The Student did not attend the hearing and counsel for the University provided the Panel with an email chain which confirmed that the Student was aware of the hearing but chose not to attend. The Panel was satisfied that the hearing could proceed in the absence of the Student in these circumstances.
The Panel received an Agreed Statement of Facts (“ASF”) which outlined that the Student admitted that, as part of an application for employment, he represented that he had graduated from the University of Toronto with a Bachelor of Business Administration with a major in marketing. The ASF further outlined that the Student had only earned 18 credits and had never graduated from the University. Furthermore, the ASF outlined that the Student knowingly misrepresented his academic record by stating that he had graduated from the University when he knew that statement was false. The Student also admitted that he knowingly misrepresented his academic record in his application for employment by altering and falsifying an unofficial copy of his transcript and by circulating it as part of his application for employment. The Panel noted that the ASF outlined that the Student acknowledged that he signed the ASF freely and voluntarily, knowing the potential consequences he faces, and did so having had the opportunity to seek advice of counsel. The Panel noted that the ASF outlined that the Office of Convocation received an email from an education verification service in Quebec seeking confirmation that the Student had graduated from the University with a Bachelor of Business Administration. Shortly thereafter, the education verification service sent a subsequent email attaching an unofficial transcript provided by the Student as part of his application for employment. The ASF furthered to outline that the unofficial transcript misrepresented the Student’s academic record and indicated that he had passed three courses, which he had actually failed. The University advised the education verification service that no degree had been granted by the University to the Student. Based on the contents of the ASF, in particular, the admissions of the Student contained therein, the Panel noted that the University had satisfied the onus on it to establish the violation of the Code by the Student. Therefore, the Panel found the Student guilty of the first charge. The University withdrew the second charge.

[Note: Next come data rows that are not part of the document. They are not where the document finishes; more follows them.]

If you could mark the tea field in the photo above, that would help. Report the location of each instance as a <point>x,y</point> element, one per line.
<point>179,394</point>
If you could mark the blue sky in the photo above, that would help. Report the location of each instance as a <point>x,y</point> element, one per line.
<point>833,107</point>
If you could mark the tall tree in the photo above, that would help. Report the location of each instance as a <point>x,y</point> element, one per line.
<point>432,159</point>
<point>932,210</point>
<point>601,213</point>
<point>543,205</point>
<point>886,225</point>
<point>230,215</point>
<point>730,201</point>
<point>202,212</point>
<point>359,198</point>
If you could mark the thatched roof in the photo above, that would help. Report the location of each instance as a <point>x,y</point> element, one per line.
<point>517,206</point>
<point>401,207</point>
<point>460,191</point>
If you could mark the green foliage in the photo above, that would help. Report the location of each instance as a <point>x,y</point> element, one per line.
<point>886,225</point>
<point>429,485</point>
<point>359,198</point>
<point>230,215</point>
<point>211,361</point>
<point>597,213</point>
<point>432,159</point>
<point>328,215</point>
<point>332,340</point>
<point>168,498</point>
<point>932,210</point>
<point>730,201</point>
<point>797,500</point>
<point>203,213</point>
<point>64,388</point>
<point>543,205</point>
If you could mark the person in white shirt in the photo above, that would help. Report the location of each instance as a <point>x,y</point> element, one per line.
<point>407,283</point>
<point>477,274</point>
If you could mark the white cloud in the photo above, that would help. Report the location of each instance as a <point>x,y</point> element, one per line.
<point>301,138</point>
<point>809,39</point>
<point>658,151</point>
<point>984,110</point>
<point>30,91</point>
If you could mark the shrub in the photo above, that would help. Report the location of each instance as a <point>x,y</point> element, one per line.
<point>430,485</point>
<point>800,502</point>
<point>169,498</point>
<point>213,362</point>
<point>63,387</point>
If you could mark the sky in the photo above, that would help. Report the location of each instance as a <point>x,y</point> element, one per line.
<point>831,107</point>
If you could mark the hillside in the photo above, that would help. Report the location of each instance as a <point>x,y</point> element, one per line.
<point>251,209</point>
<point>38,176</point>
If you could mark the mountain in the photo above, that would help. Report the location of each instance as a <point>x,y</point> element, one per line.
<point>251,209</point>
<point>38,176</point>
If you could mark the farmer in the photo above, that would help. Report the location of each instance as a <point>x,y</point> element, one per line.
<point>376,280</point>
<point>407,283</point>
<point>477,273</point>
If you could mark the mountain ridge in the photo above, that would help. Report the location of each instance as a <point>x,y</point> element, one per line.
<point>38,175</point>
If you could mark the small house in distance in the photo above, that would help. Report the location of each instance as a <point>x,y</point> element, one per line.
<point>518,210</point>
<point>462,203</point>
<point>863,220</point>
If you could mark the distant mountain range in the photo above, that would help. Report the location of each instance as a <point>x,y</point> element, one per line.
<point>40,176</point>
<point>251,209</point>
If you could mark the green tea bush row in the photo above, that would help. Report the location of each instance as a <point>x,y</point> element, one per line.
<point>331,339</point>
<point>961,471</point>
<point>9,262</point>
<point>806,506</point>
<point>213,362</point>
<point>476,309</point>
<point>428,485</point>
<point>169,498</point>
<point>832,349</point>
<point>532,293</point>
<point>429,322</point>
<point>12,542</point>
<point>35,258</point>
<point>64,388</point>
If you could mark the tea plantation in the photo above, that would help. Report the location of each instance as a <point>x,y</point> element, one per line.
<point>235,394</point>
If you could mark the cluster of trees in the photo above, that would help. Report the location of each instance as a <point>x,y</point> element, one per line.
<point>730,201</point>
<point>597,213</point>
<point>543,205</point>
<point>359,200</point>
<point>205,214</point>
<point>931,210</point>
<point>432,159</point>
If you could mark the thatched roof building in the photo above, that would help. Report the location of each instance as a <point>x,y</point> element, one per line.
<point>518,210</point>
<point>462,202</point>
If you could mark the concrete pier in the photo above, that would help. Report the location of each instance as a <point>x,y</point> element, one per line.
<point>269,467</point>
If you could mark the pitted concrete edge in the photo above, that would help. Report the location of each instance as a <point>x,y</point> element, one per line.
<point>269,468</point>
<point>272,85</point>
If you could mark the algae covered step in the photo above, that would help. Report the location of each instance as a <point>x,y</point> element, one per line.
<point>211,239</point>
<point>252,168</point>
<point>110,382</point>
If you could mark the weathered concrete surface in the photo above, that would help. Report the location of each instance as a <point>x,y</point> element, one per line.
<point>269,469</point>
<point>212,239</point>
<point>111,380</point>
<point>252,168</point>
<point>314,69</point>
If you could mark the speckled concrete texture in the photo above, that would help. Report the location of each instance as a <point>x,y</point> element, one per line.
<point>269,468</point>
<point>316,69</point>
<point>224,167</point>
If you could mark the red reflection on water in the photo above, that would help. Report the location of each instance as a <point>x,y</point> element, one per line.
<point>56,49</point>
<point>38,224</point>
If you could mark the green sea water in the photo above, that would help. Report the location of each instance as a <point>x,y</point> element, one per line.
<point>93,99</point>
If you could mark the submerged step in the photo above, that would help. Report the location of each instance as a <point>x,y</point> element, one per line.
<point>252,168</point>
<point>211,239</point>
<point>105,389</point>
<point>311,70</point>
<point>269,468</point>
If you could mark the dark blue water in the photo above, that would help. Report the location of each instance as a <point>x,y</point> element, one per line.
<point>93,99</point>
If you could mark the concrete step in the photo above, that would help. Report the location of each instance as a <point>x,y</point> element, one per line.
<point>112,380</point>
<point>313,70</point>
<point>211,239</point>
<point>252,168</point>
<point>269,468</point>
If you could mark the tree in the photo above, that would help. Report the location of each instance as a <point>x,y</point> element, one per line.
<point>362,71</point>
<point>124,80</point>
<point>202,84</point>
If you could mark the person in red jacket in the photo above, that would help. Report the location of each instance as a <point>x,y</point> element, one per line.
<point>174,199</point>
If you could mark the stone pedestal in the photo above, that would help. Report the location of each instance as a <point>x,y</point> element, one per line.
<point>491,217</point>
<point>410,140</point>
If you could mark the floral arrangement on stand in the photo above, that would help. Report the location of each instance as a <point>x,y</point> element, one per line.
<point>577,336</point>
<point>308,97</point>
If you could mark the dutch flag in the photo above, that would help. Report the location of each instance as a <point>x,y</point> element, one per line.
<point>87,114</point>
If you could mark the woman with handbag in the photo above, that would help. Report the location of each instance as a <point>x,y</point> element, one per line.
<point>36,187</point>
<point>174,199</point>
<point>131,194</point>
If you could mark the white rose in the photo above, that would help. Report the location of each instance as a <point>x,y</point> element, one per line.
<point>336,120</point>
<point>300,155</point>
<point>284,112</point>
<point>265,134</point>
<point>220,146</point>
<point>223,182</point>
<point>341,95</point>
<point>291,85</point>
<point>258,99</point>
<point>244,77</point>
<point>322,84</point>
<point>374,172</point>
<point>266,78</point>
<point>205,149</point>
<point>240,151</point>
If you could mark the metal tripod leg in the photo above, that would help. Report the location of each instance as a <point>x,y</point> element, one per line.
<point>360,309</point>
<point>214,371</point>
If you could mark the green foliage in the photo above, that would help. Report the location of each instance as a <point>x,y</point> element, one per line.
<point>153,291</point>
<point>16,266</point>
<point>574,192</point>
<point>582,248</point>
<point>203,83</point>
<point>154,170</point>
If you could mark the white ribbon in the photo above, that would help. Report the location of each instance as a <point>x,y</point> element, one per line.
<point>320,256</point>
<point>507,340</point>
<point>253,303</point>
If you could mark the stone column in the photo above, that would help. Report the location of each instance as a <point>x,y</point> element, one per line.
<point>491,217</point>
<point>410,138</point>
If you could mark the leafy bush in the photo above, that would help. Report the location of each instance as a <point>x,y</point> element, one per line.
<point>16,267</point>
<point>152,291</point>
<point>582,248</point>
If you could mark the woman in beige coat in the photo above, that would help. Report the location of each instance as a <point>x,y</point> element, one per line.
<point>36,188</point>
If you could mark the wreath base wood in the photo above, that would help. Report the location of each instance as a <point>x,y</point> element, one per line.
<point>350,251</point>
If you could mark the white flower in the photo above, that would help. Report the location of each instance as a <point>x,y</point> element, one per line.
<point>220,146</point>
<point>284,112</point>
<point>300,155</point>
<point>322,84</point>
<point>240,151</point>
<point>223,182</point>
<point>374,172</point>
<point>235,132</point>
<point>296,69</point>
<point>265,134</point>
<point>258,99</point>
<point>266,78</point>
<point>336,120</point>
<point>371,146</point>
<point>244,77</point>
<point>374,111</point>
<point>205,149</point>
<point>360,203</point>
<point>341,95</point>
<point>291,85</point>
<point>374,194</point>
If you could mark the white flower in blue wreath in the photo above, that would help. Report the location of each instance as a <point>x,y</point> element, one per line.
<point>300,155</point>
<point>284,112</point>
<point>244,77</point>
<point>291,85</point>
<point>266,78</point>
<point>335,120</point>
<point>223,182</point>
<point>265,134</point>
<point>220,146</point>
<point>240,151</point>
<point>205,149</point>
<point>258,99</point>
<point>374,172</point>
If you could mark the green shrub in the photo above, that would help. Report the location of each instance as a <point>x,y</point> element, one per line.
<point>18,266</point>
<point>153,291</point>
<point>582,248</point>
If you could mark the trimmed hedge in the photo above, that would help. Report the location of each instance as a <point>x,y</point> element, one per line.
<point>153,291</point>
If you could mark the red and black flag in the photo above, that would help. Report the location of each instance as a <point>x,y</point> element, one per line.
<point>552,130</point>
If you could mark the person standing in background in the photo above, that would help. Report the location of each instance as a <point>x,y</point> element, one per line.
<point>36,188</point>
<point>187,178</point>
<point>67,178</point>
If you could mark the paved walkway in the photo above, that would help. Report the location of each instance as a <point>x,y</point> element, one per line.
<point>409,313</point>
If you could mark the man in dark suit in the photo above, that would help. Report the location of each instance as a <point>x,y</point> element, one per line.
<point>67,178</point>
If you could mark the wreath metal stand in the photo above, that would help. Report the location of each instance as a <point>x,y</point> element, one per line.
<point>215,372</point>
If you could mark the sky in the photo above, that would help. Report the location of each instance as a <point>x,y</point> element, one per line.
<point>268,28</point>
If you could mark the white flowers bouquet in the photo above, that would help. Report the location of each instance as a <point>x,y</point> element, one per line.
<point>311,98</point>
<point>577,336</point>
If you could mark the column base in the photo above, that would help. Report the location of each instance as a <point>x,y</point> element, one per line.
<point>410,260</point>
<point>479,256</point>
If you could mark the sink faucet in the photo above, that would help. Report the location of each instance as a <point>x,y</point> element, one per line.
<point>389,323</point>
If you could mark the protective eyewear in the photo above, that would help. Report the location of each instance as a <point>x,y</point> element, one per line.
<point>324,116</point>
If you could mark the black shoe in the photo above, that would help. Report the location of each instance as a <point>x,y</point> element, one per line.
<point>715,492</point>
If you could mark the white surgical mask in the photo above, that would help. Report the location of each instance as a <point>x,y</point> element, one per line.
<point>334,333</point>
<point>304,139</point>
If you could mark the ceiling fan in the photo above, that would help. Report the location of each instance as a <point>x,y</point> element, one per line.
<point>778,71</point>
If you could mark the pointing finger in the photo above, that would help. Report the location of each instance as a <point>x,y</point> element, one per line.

Prior to the hearing, the University and the Student entered into a Joint Submission on Penalty (“JSP”). The Panel noted that it ought not to depart from a penalty agreed upon by the parties unless it was “unhinged from the circumstances” or unreasonable. Counsel for the University submitted various cases that were previously decided by the Tribunal that involved this type of offence. In all of the cases, a recommendation for expulsion had been imposed regardless of whether it was a student’s first offence, regardless of whether a student participated and signed an ASF or JSP. The Panel imposed the following sanctions: immediate suspension from the University for up to five years; a recommendation that the Student be expelled, as per s. C.ii.(b)(i) of Code; and a report to the Provost for publication.